The service also supports getting bigger traditional retailers onboard–those looking to make their own DTC plays. In today’s market, going DTC is all the rage, with companies finding that they can own more first-party data by going direct-to-consumer and control more of the inventory cycle. Leading companies like Nike, L’Oreal and Proctor & Gamble have begun experimenting with their own direct-to-consumer channels as social platforms like Facebook, Instagram and Snapchat continue to launch shoppable ad formats.
It just might be the key to Shopify’s growth, especially as it competes against Amazon. Lately, Amazon has been making multiple pushes into building out its number of Amazon-exclusive brands, which are primarily large retailers that might not want to sell all of their product on Amazon, but still want to experiment with going DTC, and so are open to selling Amazon-exclusive lines. In the beginning of October, Amazon launched an accelerator program for retailers interested in launching Amazon-exclusive brands and is currently incentivizing companies to do so with special advertising opportunities.
A big part of the pitch for its Plus service is that as companies grow, its Shopify Plus offering can automate any type of repetitive task, freeing up companies’ often small staffs to focus on other areas.
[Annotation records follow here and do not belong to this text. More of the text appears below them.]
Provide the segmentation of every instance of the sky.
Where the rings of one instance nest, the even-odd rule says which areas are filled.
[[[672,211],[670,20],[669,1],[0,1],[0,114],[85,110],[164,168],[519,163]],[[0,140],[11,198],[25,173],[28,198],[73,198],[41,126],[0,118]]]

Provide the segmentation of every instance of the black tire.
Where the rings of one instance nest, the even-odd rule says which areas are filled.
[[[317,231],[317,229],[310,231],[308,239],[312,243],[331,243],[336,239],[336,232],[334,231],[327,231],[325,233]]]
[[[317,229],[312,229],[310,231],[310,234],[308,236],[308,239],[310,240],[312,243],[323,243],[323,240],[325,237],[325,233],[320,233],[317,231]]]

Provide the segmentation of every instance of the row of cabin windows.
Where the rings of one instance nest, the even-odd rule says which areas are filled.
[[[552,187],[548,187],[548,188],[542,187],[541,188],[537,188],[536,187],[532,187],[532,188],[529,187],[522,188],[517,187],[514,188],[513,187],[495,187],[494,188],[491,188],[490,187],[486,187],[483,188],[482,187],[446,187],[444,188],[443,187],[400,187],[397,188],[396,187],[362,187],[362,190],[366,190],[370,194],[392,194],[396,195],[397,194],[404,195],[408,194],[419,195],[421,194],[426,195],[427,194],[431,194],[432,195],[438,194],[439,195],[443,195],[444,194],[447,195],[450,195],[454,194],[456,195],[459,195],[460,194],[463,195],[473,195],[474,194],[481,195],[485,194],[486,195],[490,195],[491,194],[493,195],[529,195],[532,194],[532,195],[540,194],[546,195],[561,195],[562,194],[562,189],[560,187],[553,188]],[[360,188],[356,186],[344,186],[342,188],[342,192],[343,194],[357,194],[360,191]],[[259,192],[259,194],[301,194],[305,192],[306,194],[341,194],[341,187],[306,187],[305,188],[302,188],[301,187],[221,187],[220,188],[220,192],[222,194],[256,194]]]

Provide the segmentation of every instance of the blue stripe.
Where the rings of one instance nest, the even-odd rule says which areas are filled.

Abaza said that through an app only available to Shopify Plus members called Shopify Flow, companies can automate almost every aspect of a campaign, from reordering inventory to audience segmentation. If a customer buys a certain shade of lipstick either online or in-store, that person is tagged and can be retargeted to later, Abaza said. Also through Shopify Plus, companies are alerted to potential fraudulent online orders. If an order comes in that is unusually high, Shopify Plus will flag it. Companies that join Shopify Plus also have access to ad agencies and vendors that traditionally cater to larger businesses, as well as the company’s new physical store services.
The offer is working so far. In the last quarter alone, Shopify Plus has attracted companies like DeBeers, CoverGirl and Reckitt Benckiser. It also has deals in place with GE, Red Bull, Budweiser and Nestlé. Others are coming back to the platform because of the service. Gymwear company GymShark grew too big for Shopify, moved its service to Adobe’s Magento and then moved back to Shopify when Shopify Plus launched. In March 2018, Shopify announced in its earnings that it had more than 3,600 companies part of the program, but Abaza said to expect that number to be much higher in the company’s upcoming earnings.
Rebecca Minkoff is one retailer that didn’t start out online that uses Shopify Plus to power the direct-to-consumer portion of its business. The company has found it was generated powerful insights so far. Speaking at the conference, Uri Minkoff, CEO of Rebecca Minkoff, said the company has seen 40 percent of customers add more to their shopping carts online after seeing the recommendations Shopify automates based on past purchases. Minkoff also said the company changed around its pricing structure after seeing that most of the product being purchased online were items under $200 and over $800, and not between $295 and $595, which was previously thought. “There’s this high-low thing happening and we won’t have known that until we saw the pairing of product go into the fitting room,” he said.